The new structure would also take the board out of adjudicating compliance enforcement appeals, turning most of those duties over to a hearing officer.
Many details are still to be worked out, leading to some elected officials’ calls for more time at Tuesday’s meeting. For example, what should the protocol be for the elected APCHA members to get buy-in from the rest of their colleagues before casting votes? And there’s a concern that if an elected member votes on a land use application when it is reviewed by APCHA — which typically looks at unit mixes and other housing-specific details — that member might not be able to vote on the larger application when it comes up for final approval.
City and county staffs will look into those issues in the coming weeks. County Commissioner Patti Clapper added that she wanted the chance for her board to discuss the APCHA governance issue at their Aug. 21 retreat.
County Commissioner Rachel Richards raised the issue of time commitments. Elected officials have many meetings to attend, so how would APCHA, which currently meets twice per month, fit into the schedule? While commissioners are paid a state supported salary of over $80,000 per year, council members make what could almost be considered an “honorarium,” in Richards’ words, in the mid-20,000s range. She said she preferred the five-member board with two elected officials to ease the demand on elected officials’ time.
Councilman Adam Frisch countered that he saw housing as the community’s most important issue and therefore the elected boards should be able to carve out the time to send two members each to the meetings.
County Commissioner George Newman said he supports the general direction of the changes as a way to increase efficiency and accountability. When an elected official is on the board, there is a greater level of accountability, he said.
Richards added later that, with elected officials on the board, she believes that the meetings will get more press coverage, leading the public to be more informed on housing issues.
Numerous current APCHA board members attended the meeting. Chris Council, who was appointed to the board in the spring, noted that the board is already moving in the direction prescribed by the elected officials.
A proposal is currently on the table to bring in a hearing officer to hear appeals of compliance enforcement, so the board can spend more time on policy, Council said. There are a lot of policy discussions happening, he noted.

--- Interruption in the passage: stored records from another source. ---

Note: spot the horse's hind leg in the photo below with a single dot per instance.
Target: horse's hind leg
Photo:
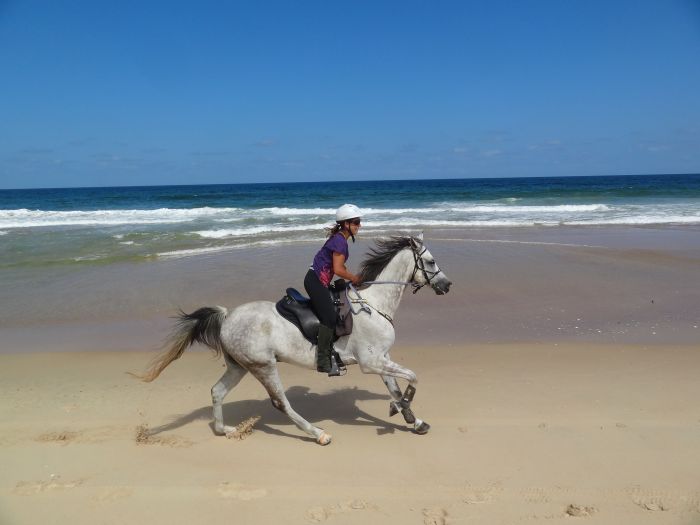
(390, 371)
(234, 373)
(269, 377)
(397, 405)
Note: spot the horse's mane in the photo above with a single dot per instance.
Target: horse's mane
(379, 256)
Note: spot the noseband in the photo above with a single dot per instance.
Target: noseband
(419, 264)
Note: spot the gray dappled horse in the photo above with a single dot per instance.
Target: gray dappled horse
(254, 337)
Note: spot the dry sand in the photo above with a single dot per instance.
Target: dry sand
(559, 377)
(550, 433)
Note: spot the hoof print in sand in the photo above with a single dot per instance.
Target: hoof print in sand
(319, 514)
(434, 516)
(240, 492)
(29, 488)
(244, 430)
(58, 437)
(144, 436)
(113, 494)
(579, 511)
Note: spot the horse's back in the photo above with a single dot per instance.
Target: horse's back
(255, 333)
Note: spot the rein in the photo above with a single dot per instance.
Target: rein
(418, 264)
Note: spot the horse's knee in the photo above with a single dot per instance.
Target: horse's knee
(218, 392)
(278, 404)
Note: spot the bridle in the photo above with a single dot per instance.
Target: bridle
(419, 264)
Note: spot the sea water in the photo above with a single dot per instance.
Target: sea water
(87, 226)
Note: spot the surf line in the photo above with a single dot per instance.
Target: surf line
(505, 241)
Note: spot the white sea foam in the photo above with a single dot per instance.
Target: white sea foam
(24, 218)
(256, 230)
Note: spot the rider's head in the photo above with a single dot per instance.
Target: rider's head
(348, 219)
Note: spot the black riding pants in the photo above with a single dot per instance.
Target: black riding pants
(320, 299)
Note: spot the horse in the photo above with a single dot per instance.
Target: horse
(254, 337)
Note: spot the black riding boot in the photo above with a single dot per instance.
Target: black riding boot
(324, 361)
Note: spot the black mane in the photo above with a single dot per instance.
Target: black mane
(381, 254)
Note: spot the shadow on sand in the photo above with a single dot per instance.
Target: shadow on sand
(339, 406)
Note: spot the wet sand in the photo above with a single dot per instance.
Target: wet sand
(603, 285)
(559, 377)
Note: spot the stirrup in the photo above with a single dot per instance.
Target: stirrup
(338, 368)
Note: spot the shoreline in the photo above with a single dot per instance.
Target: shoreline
(519, 432)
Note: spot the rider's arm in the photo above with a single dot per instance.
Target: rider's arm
(341, 271)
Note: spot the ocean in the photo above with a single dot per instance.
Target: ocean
(88, 226)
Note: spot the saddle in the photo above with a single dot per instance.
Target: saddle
(296, 308)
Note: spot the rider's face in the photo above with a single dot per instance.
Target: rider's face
(354, 226)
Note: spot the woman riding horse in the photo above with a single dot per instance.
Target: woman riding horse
(329, 261)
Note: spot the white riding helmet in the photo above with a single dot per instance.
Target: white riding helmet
(347, 211)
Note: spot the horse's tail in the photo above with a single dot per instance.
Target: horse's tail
(201, 326)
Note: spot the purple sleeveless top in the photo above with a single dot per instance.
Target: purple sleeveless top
(323, 262)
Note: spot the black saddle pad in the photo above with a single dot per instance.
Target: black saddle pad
(296, 308)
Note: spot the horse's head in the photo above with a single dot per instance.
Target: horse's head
(426, 270)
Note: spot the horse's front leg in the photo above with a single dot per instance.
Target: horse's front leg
(390, 371)
(402, 401)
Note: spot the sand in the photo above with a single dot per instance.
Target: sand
(607, 434)
(559, 378)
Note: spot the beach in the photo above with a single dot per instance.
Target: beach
(558, 376)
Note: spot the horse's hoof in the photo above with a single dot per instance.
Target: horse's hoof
(421, 427)
(324, 439)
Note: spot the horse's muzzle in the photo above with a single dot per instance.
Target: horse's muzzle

Much of the frustration on APCHA governance came to a head over the last few years as the city, county and APCHA board failed to gain consensus on a policy to deal with underfunded capital reserve accounts that plague many affordable housing homeowners’ associations. City officials proposed a policy that involved providing millions in cash to help HOAs shore up their reserve accounts, but county commissioners were skeptical. A subcommittee got together to hash out the issue and crafted two alternate proposals. Those proposals were delivered to the APCHA board, which after many meetings determined that it could not make a recommendation until more information was available from a data project that is underway.
“After almost a year and half there is still no clear path for a decision on capital reserves to be made,” says a memo to the joint board from city and county administrators.
The capital reserve issue highlights one chasm between the city and county’s ability to deal with housing issues. The city has a dedicated real estate transfer tax that generates $8 to $10 million per year to invest in housing, but Pitkin County has no such robust funding source. That puts the two bodies on uneven footing to fund not only new housing acquisition and development but also structural issues such as capital reserves. The discrepancy could lead to more governance dysfunction even with a newly empowered APCHA board, if the board approves policies that either government agency is unable or unwilling to fund.
To wade through these issues and more, city and county staffs were instructed to gather input on the proposed changes from the public, APCHA board and staff and their own elected officials before coming back with a formal proposal to amend APCHA’s governance structure. That structure is established by an “inter-governmental agreement” between the city and the county, to which both boards would have to approve any changes.